Dorothee Sölle - der Mensch kann sich verändern
„Der Mensch kann sich verändern“ dieser Satz war der Theologin Dorothee Sölle immer wichtig. Sie hat daran geglaubt, dass es Menschen möglich ist, ihr Leben zu verändern. Sie hat auch immer daran geglaubt, dass es möglich ist, die ungerechten Strukturen auf der Welt zu verbessern.
Dorothee Sölle, die heute vor 12 Jahren gestorben ist, war eine streitbare Theologin. Sie engagierte sich politisch in der Friedens- und Ökologiebewegung. Sie hat das Politische Nachtgebet mit begründet, in dem politische Anliegen ins Gebet genommen werden. Es wurde zu einem Vorbild für die Friedensgebete, die in der DDR mit halfen, die Mauer zu überwinden. Für viele Frauen ist Dorothee Sölle zu einem Vorbild als feministische Theologin geworden. Sie schrieb Gedichte und war zeitlebens an Fragen der Mystik interessiert.
Sie war eine Grenzgängerin. Genau das hat ihr theologisches Denken so fruchtbar gemacht. Und dazu gehört ihr Satz, dass der Mensch sich verändern kann. Damit hat sie die Botschaft Jesu ernst genommen. Er hat immer wieder dazu aufgefordert: Erneuert und verändert Euer Leben. Für Jesus war klar: eine lebendige Beziehung zu Gott kann das Leben verändern.
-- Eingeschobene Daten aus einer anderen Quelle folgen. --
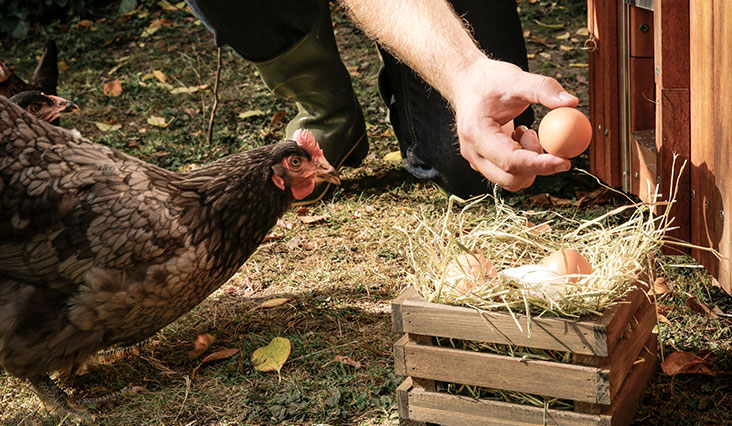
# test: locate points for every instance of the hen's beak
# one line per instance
(64, 105)
(326, 173)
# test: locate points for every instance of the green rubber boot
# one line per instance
(312, 74)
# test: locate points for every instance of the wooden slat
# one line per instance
(400, 359)
(618, 322)
(673, 139)
(620, 362)
(403, 401)
(451, 410)
(671, 21)
(642, 94)
(626, 402)
(711, 133)
(643, 168)
(566, 381)
(499, 327)
(641, 42)
(604, 72)
(409, 293)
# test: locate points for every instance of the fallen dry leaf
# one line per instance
(698, 306)
(251, 113)
(284, 224)
(273, 356)
(274, 236)
(167, 6)
(663, 319)
(660, 287)
(278, 118)
(344, 360)
(113, 88)
(201, 344)
(309, 220)
(271, 303)
(685, 363)
(394, 156)
(222, 354)
(541, 199)
(107, 127)
(557, 201)
(157, 121)
(663, 309)
(538, 229)
(159, 75)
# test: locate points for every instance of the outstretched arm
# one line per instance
(485, 94)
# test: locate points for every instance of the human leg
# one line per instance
(292, 46)
(422, 119)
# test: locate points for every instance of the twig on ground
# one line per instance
(216, 96)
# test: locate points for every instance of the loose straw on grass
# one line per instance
(617, 244)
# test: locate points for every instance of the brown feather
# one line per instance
(98, 248)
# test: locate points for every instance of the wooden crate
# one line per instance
(613, 357)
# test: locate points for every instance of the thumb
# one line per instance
(548, 92)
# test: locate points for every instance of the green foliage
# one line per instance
(18, 15)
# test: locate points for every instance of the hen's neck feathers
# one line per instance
(232, 203)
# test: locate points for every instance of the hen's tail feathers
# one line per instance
(51, 394)
(114, 354)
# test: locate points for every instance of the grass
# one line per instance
(341, 274)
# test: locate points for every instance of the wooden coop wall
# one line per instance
(711, 133)
(660, 84)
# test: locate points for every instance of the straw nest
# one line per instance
(459, 258)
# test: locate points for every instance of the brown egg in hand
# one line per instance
(565, 132)
(568, 262)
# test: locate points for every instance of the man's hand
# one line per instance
(492, 93)
(484, 93)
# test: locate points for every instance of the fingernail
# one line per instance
(566, 97)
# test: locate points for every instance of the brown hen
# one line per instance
(98, 248)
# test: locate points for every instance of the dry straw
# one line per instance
(619, 244)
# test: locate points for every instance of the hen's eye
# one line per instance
(295, 162)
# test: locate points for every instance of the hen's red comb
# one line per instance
(305, 139)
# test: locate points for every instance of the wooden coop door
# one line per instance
(711, 134)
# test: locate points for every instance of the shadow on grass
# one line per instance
(315, 386)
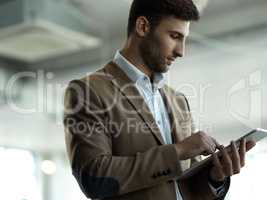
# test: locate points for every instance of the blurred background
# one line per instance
(46, 43)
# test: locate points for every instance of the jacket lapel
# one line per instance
(129, 90)
(174, 115)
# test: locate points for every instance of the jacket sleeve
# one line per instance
(199, 182)
(89, 147)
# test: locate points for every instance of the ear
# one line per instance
(142, 26)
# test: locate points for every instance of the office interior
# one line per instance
(46, 43)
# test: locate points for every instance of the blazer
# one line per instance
(115, 148)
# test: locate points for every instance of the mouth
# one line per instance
(170, 60)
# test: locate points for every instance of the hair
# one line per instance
(156, 10)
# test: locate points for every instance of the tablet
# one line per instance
(255, 135)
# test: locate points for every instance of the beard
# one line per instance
(150, 50)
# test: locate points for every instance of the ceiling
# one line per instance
(227, 45)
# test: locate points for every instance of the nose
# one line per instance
(179, 49)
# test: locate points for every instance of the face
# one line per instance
(160, 47)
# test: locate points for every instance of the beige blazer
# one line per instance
(114, 146)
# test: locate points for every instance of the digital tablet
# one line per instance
(254, 135)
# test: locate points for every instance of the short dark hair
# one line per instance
(155, 10)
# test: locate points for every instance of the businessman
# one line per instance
(129, 135)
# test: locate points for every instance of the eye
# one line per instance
(176, 36)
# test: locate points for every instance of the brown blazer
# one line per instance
(115, 148)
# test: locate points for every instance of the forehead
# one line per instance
(174, 24)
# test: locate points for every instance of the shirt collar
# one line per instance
(135, 74)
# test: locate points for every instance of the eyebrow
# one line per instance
(178, 33)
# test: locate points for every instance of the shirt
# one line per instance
(150, 93)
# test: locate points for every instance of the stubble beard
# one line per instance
(150, 52)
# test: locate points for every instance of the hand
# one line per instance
(231, 161)
(197, 144)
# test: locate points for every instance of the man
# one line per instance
(128, 135)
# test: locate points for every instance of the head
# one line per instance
(160, 28)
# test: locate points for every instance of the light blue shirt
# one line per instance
(152, 97)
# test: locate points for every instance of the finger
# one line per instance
(219, 169)
(235, 158)
(226, 162)
(212, 144)
(250, 144)
(242, 152)
(216, 143)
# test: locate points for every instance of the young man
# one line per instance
(128, 135)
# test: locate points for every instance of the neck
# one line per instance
(131, 52)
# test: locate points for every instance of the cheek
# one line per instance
(167, 47)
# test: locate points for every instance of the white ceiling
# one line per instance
(229, 44)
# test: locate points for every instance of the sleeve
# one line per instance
(200, 182)
(89, 145)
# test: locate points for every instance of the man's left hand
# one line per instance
(230, 162)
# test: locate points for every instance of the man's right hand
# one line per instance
(197, 144)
Heute wird in vielen Wissenschaften darüber nachgedacht, inwieweit es Menschen möglich ist, ihr Leben zu verändern. Früher ging man davon aus: Ein Mensch hat einen unveränderten Charakter, sobald er erwachsen ist. Das sehen viele Psychologen und Neurobiologen nun anders. Sie sagen: Der Mensch ist bis ins hohe Alter lernfähig und damit auch in der Lage, sich zu verändern.
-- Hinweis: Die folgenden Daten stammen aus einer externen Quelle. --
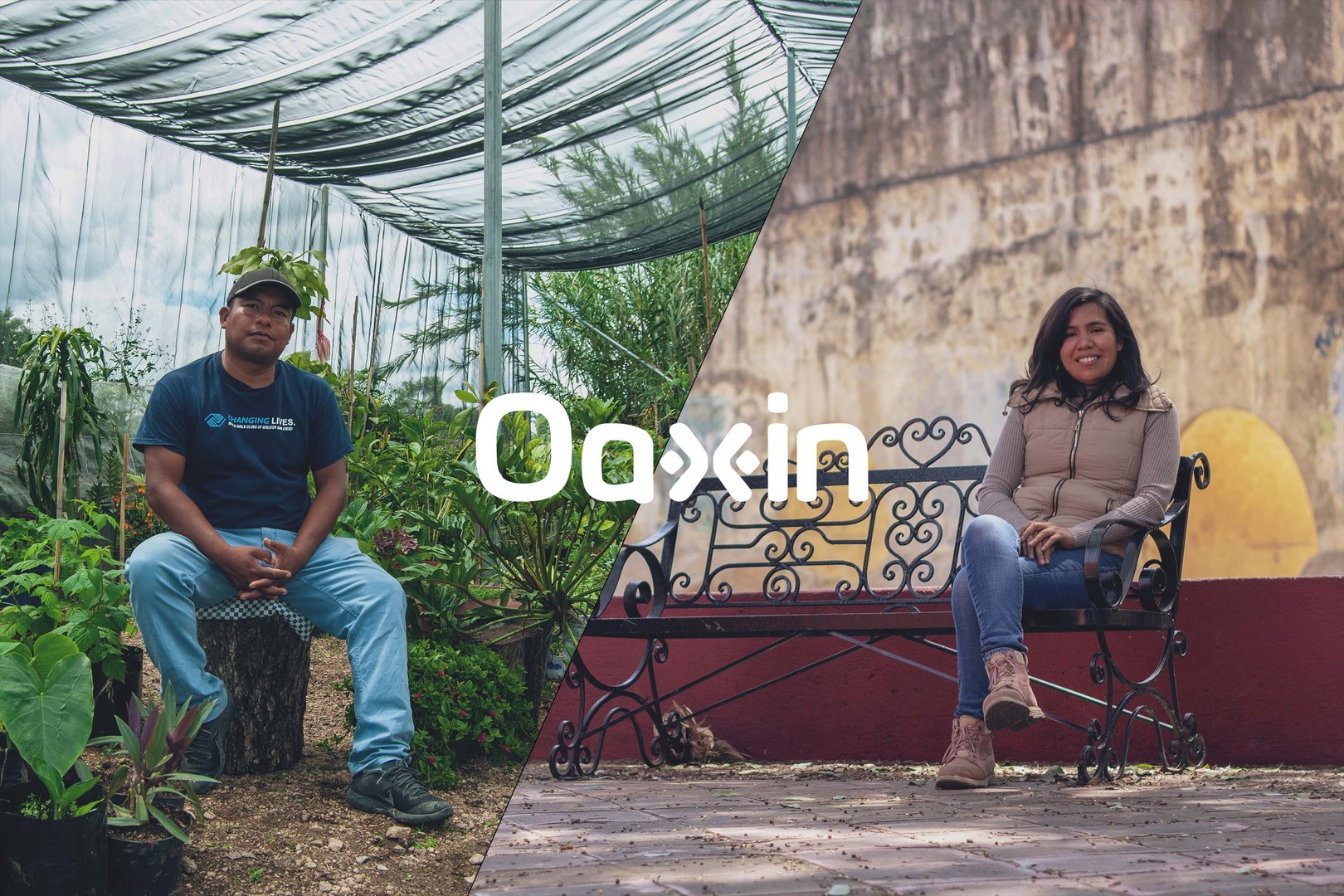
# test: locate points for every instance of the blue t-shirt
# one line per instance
(247, 450)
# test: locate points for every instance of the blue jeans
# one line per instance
(340, 590)
(992, 589)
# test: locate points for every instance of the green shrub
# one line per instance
(466, 703)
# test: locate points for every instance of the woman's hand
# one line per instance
(1040, 538)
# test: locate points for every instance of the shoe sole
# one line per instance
(953, 782)
(368, 804)
(227, 719)
(1011, 713)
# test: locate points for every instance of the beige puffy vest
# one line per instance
(1079, 464)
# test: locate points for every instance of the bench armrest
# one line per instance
(1157, 582)
(652, 592)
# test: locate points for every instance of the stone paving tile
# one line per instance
(1031, 887)
(557, 885)
(1200, 883)
(746, 837)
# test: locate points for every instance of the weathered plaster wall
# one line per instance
(971, 162)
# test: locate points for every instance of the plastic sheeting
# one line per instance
(385, 102)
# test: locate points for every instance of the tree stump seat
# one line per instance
(260, 649)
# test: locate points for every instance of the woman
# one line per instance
(1089, 440)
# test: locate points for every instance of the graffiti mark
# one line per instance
(1333, 331)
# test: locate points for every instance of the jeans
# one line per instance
(340, 590)
(992, 589)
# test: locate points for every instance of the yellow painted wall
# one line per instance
(1255, 516)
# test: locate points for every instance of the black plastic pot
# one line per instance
(112, 698)
(43, 857)
(143, 867)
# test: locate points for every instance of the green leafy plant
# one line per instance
(14, 334)
(307, 278)
(56, 358)
(465, 703)
(46, 705)
(153, 740)
(89, 605)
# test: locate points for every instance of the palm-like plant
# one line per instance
(52, 359)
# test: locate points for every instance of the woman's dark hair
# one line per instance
(1045, 367)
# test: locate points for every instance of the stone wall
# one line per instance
(971, 162)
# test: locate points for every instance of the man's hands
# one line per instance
(261, 572)
(1040, 538)
(242, 566)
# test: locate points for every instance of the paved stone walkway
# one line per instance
(817, 829)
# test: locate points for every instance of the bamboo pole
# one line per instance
(350, 388)
(61, 479)
(121, 523)
(270, 175)
(709, 299)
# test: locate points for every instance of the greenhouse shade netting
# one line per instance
(619, 119)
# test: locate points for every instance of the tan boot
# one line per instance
(969, 761)
(1011, 704)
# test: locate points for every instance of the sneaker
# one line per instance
(206, 752)
(969, 761)
(1011, 704)
(394, 790)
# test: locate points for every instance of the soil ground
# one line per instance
(292, 832)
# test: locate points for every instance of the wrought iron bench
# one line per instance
(863, 574)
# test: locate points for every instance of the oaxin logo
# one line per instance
(728, 460)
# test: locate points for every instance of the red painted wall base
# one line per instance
(1264, 677)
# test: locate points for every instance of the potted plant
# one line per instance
(56, 383)
(550, 555)
(147, 815)
(14, 770)
(51, 837)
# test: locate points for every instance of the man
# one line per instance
(229, 442)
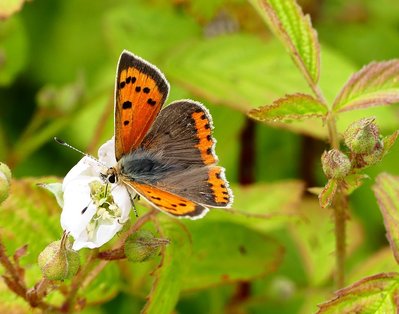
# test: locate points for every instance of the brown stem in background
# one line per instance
(246, 171)
(94, 143)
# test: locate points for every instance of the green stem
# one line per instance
(340, 208)
(340, 203)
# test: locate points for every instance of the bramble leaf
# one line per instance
(227, 252)
(171, 271)
(386, 191)
(291, 107)
(327, 194)
(295, 30)
(374, 294)
(389, 141)
(375, 84)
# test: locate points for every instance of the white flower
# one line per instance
(93, 211)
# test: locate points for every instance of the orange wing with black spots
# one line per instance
(168, 202)
(183, 134)
(140, 92)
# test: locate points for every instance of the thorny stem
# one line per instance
(340, 203)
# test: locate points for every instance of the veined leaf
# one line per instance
(170, 273)
(315, 240)
(292, 107)
(226, 252)
(295, 30)
(375, 294)
(375, 84)
(386, 191)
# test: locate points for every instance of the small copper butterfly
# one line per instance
(166, 156)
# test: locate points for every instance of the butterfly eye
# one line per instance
(112, 178)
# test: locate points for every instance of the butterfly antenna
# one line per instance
(63, 143)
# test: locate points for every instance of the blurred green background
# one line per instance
(57, 72)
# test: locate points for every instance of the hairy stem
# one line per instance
(340, 203)
(340, 206)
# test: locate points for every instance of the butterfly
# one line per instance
(166, 156)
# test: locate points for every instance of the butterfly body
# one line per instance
(166, 156)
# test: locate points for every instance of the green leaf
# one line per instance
(315, 240)
(386, 191)
(225, 252)
(381, 261)
(327, 194)
(291, 107)
(243, 79)
(389, 141)
(13, 42)
(375, 84)
(171, 271)
(263, 206)
(9, 7)
(375, 294)
(295, 30)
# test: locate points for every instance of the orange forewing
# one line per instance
(141, 90)
(204, 134)
(221, 193)
(168, 202)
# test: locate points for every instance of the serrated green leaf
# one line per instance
(315, 240)
(375, 84)
(225, 252)
(386, 191)
(327, 194)
(172, 270)
(291, 107)
(263, 206)
(295, 30)
(375, 294)
(221, 73)
(389, 141)
(9, 7)
(379, 262)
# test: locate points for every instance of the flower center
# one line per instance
(107, 209)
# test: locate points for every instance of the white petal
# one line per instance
(84, 169)
(122, 199)
(106, 153)
(76, 199)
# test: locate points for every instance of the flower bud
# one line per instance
(365, 160)
(58, 262)
(142, 246)
(362, 136)
(336, 165)
(5, 180)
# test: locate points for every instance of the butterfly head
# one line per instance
(111, 176)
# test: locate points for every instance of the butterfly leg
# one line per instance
(132, 201)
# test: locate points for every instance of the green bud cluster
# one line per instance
(363, 139)
(59, 262)
(336, 165)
Ich vermute, diese Erkenntnis hätte Dorothee Sölle gut gefallen. „Der Mensch kann sich verändern“ – für sie haben dazu zwei Dinge gehört: Zum einen: Vor sich selbst und vor Gott die eigenen Erfahrungen zu benennen. Für sie sind die alltäglichen Lebenserfahrungen nicht zu klein gewesen, um sie in ein Gebet einzuschließen. Es sind scheinbar die ganz einfachen Dinge, die ermöglichen, neue Erfahrungen zu machen und sich dadurch verändern zu lassen.
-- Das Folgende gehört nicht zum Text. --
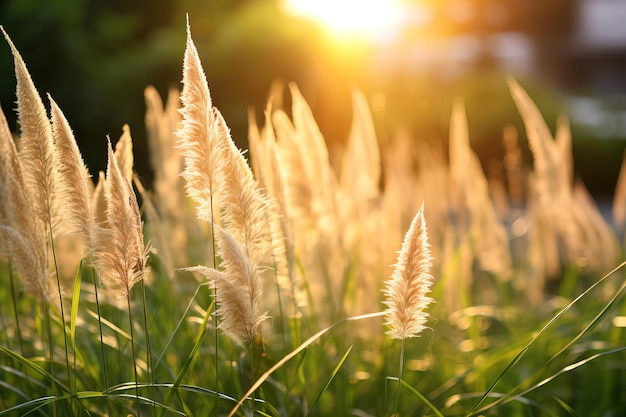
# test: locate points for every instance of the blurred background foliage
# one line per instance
(95, 58)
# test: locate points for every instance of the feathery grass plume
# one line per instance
(475, 207)
(321, 176)
(406, 290)
(272, 179)
(98, 201)
(23, 232)
(120, 253)
(212, 160)
(244, 207)
(202, 148)
(74, 177)
(124, 153)
(361, 163)
(298, 191)
(165, 158)
(239, 285)
(36, 143)
(513, 167)
(602, 245)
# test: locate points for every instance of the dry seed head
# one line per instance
(74, 178)
(120, 253)
(410, 282)
(198, 138)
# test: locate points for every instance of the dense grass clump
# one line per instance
(286, 285)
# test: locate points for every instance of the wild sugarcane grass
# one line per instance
(301, 246)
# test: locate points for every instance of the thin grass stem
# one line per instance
(400, 369)
(104, 361)
(46, 310)
(132, 347)
(15, 309)
(58, 280)
(148, 349)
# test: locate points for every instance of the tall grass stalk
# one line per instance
(15, 309)
(132, 347)
(46, 311)
(58, 281)
(400, 368)
(150, 369)
(102, 353)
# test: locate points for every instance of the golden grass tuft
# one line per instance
(120, 253)
(406, 291)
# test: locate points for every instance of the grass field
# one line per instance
(289, 281)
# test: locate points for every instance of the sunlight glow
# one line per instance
(364, 19)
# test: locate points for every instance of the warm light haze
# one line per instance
(351, 19)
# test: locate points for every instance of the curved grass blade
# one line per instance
(597, 319)
(180, 322)
(34, 367)
(566, 407)
(508, 397)
(421, 397)
(330, 379)
(519, 356)
(294, 352)
(192, 355)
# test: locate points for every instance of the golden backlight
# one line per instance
(351, 19)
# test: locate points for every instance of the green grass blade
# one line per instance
(199, 337)
(294, 352)
(422, 398)
(597, 319)
(566, 407)
(75, 303)
(34, 367)
(509, 397)
(330, 379)
(519, 356)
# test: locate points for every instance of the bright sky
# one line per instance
(352, 19)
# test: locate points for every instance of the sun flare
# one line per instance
(370, 19)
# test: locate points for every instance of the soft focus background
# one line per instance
(411, 58)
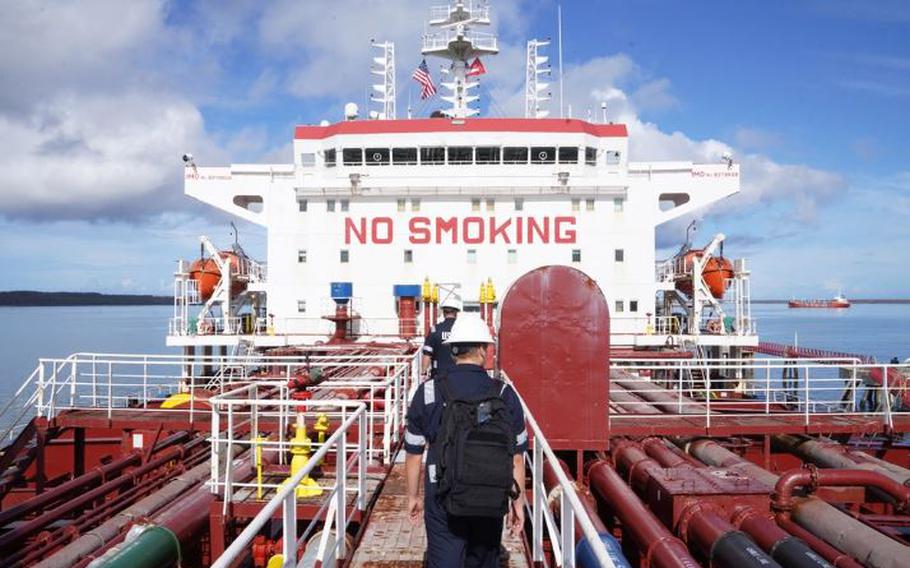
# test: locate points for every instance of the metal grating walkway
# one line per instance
(391, 541)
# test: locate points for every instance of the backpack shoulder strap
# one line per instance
(443, 380)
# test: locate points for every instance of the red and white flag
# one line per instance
(422, 76)
(476, 68)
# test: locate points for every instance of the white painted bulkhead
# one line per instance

Und zum zweiten war sie überzeugt: Nur wenn das eigene Leid, der Schmerz, aber auch die Freude ausgedrückt und ausgesprochen wird, kann das einen Menschen verändern. Zu sagen: ja, dieser Schmerz, diese Angst gehört zu meinem Leben dazu. Dorothee Sölle hat das so erfahren. Sie hat damit nicht nur anderen Mut und Trost zugesprochen. Ich glaube, es hat Dorothee Sölle zu einem Menschen gemacht, der lebendig und ganz war.